The seed of Nezih Altay’s interest in humanitarian supply chains was planted in 1999 during a 7.2 earthquake in Istanbul only days before his wedding.

“My wife and I were staying with our parents, and we were lucky because our homes did not collapse. But we lived for the next five days, with our wedding guests, in a public park. It took the government 72 hours to establish emergency operations. Afterward, questions stayed with me: What took so long? Why isn’t disaster relief more effective and efficient?”

Seven years later, Altay—an associate professor in the Driehaus College of Business—published his first paper about humanitarian supply chains and, in doing that, asked colleagues to join him in finding answers.

“After a disaster—whether a hurricane, or an earthquake, or a tsunami, or an act of terrorism—priorities are always the same: Lives need to be saved, and then people need shelter, water and food. Given this universality, you’d think countries and NGOs would have in place proven policies and procedures. But they don’t, really," he says.

"The process of delivering goods—which happens commercially everywhere, every day—breaks down because everything that’s lacking needs to be brought to the disaster zone from other areas. This creates a temporary, but immense, material convergence in one place. What can be done to fix that? Very little substantive research has been done on that question.”

Multiple Problems, No Simple Solution


Commercial enterprises prepare for disruptions by making their supply chains resilient, whether by mapping alternative pathways to markets, or prepositioning stock in accessible locations, or running operations from an emergency command center.
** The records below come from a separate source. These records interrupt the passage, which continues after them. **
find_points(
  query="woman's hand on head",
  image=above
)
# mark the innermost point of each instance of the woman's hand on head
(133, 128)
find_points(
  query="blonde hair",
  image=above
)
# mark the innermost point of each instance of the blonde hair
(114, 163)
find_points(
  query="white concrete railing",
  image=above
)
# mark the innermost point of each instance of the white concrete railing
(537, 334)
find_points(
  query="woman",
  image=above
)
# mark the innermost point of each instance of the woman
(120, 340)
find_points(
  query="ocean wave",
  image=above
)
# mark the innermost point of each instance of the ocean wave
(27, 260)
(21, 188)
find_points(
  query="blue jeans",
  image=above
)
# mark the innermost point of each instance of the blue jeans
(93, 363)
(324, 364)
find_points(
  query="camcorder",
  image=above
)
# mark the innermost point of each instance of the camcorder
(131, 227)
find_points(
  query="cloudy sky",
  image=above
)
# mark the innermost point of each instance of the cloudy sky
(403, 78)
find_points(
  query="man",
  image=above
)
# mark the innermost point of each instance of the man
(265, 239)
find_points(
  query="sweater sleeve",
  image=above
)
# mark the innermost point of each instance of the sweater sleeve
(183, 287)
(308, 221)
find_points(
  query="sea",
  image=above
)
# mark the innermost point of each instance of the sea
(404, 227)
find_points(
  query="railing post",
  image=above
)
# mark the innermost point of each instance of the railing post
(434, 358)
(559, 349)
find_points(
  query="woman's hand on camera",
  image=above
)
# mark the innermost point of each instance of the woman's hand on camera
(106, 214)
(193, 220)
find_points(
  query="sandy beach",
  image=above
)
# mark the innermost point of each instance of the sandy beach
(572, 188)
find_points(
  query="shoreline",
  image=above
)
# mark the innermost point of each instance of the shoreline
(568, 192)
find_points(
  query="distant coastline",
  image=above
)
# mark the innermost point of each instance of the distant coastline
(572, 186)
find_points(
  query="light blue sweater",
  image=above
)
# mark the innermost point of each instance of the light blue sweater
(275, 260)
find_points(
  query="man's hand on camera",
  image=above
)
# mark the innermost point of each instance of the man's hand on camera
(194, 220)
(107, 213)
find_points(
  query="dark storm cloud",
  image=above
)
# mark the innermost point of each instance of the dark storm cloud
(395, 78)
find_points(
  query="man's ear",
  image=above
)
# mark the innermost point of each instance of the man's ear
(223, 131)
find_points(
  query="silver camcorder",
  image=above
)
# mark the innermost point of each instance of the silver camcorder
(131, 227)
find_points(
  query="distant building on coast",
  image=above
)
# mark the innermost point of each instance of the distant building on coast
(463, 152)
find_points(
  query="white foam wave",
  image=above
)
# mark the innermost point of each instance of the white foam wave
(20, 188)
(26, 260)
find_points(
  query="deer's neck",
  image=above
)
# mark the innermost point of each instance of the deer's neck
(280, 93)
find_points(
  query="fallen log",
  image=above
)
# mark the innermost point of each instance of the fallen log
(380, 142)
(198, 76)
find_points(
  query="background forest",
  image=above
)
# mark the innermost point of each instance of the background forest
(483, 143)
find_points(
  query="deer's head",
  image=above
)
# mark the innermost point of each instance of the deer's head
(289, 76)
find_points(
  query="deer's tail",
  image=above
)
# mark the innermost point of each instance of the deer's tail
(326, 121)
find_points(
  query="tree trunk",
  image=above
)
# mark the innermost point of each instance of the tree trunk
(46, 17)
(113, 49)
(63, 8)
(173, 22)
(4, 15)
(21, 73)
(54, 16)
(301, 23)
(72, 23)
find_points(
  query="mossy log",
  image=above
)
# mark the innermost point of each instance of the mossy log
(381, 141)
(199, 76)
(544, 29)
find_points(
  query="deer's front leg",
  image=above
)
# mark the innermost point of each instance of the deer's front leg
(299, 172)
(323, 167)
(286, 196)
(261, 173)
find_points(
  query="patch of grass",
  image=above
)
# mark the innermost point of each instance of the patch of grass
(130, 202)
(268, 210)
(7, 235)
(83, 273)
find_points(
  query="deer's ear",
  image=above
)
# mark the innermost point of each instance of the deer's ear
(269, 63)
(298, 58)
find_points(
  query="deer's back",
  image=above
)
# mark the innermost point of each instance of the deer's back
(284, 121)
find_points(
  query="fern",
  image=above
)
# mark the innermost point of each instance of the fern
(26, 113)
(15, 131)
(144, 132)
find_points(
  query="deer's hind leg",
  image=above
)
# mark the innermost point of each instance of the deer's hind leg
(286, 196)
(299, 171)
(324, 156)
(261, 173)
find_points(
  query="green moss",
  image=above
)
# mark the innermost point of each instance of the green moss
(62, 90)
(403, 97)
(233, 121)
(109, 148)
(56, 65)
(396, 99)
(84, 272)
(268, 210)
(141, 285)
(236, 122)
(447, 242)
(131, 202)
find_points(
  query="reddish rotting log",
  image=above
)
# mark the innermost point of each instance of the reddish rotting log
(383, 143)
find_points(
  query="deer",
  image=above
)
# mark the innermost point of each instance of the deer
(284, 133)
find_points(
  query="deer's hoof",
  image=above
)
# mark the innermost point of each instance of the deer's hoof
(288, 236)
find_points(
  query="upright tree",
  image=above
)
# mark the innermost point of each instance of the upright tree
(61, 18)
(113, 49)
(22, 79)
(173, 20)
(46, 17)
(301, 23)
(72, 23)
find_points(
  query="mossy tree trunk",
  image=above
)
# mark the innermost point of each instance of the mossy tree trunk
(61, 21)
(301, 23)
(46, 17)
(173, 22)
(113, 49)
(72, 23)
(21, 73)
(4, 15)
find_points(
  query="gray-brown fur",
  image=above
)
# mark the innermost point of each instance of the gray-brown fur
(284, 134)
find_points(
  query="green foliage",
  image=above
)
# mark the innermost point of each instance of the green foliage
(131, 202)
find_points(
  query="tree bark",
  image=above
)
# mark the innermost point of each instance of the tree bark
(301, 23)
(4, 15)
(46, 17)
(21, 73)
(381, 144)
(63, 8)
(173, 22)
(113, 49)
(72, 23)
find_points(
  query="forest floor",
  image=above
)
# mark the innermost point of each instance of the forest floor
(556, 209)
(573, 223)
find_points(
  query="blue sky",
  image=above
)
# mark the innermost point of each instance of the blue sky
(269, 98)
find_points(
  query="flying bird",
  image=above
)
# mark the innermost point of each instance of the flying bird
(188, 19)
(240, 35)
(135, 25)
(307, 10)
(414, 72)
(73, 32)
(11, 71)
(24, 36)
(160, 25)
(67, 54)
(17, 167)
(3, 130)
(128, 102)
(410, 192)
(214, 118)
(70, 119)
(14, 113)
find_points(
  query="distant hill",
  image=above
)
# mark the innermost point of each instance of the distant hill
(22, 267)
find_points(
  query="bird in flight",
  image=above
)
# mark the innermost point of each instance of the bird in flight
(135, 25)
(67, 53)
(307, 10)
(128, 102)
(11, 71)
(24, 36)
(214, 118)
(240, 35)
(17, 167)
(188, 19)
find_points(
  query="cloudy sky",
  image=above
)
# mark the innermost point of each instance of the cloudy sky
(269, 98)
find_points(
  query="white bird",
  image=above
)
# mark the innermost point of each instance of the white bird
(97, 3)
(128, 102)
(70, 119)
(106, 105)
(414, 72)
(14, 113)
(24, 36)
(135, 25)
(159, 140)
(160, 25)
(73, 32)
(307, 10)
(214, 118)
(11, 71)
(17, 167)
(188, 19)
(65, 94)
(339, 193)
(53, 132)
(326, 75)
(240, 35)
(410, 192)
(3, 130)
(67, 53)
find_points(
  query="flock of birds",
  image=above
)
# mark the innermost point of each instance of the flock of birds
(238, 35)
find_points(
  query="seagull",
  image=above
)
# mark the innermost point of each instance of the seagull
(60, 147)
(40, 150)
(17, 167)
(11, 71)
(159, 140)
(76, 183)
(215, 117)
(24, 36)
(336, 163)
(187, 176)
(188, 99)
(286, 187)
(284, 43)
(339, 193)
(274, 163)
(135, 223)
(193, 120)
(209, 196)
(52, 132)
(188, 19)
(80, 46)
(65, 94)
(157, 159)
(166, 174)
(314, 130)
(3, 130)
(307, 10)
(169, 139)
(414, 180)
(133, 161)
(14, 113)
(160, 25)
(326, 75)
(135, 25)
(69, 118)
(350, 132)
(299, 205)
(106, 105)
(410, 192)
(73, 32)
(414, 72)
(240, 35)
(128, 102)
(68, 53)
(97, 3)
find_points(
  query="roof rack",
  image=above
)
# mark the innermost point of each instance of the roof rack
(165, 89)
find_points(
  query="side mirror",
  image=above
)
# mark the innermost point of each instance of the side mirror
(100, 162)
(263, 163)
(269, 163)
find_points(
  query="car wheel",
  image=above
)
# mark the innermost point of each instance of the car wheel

These strategies require business intelligence and collaboration, and that’s the rub for humanitarian supply chains.

“First of all, humanitarian relief is a political game,” says Altay.

“A country hit by a disaster has to ask for assistance:  No one can just show up and say ‘We’re here to help.’ When an earthquake devastated southeastern Iran in 2003, the government refused help from Israel, even though Israel has the world’s best search-and-rescue teams, which could have been on-the-ground immediately. It was Iran’s choice to put politics before people.  Also, customs laws need to be relaxed so shipments can enter the country quickly, and that can be politically problematic because all kinds of things can cross an open border.”

Next, the sheer scope-of-need defies organization. Of the two million Syrian refugees in Turkey today, 850,000 are in camps. A camp in Jordan has 800,000 refugees, making it the country’s fourth largest city. No food is grown in a camp; no products are made for export. Sanitation is a problem, as is crime, hoarding, looting and other forms of black market opportunism.

And some refugee camps never disperse, so a temporary crisis becomes a permanent problem, says Altay. “In Haiti 300,000 people still live in camps. One reason is corruption: A lot of the $10 billion in aid sent to Haiti never trickled down. Another reason is that life in the camp is better than it was before: In the camp, people are fed and sheltered. Why go back to homelessness? Twenty years ago in Kenya, a camp for 5,000 war refugees from Somalia was set up; now 500,000 people live there. A whole generation has been born in, and has never left, that camp.”

The role of NGOs (non-government organizations) poses additional challenges. Since there’s no certification system for relief work, some NGOs know what they’re doing and some don’t. Large NGOs—which get funds from the United Nations Office of Crisis and Humanitarian Assistance—are pressured to spend, fast. So, they subcontract relief work to local, smaller groups which spring up overnight.  Again, there are plenty of opportunities for confusion and corruption.

Another somewhat surprising problem is what Altay calls donation pollution. “When unsolicited goods are sent by people or companies—usually with good intentions, but sometimes to dump excess inventory—they cause, in the words of one NGO executive, a ‘second disaster’: No one wants the items, and no one owns the items, but they have to be processed, somehow, anyway. That takes up already scarce resources, costing time and money.”

Searching for a Better Way

Altay calls disaster relief “a supply chain on steroids” because of the big powers, the big money, and the big pressure to do everything very, very fast. The large number of players creates material convergence and gridlock: The governments and relief workers, the NGOs, the military people, the helpful volunteers, all run to the same location, at the same time.

“The process is difficult to control, and there’s typically no single coordinating body,” he says. “Even people with the best of intentions can mess things up.” 

In his work, Altay is using mathematical modeling to find ways to optimize the equitable allocation of relief funds. And he’s mapping information flows within and between relief organizations and inside refugee camps to improve the delivery of goods and services during a disaster and after. His class, Managing Humanitarian Supply Chains, is an elective in the MA in Refugee and Forced Migration Studies program (see the related story, “Innovation at DePaul: The MA in Refugee and Forced Migration Studies,” in the Feature Stories section of Distinctions).

“When it comes to humanitarian supply chains, there are so many questions that urgently need answers,” says Altay. “But I’m an optimist, and I'm a believer in education. As we gain in understanding, we’ll develop smarter solutions. Then, we’ll just have to challenge governments to implement them.”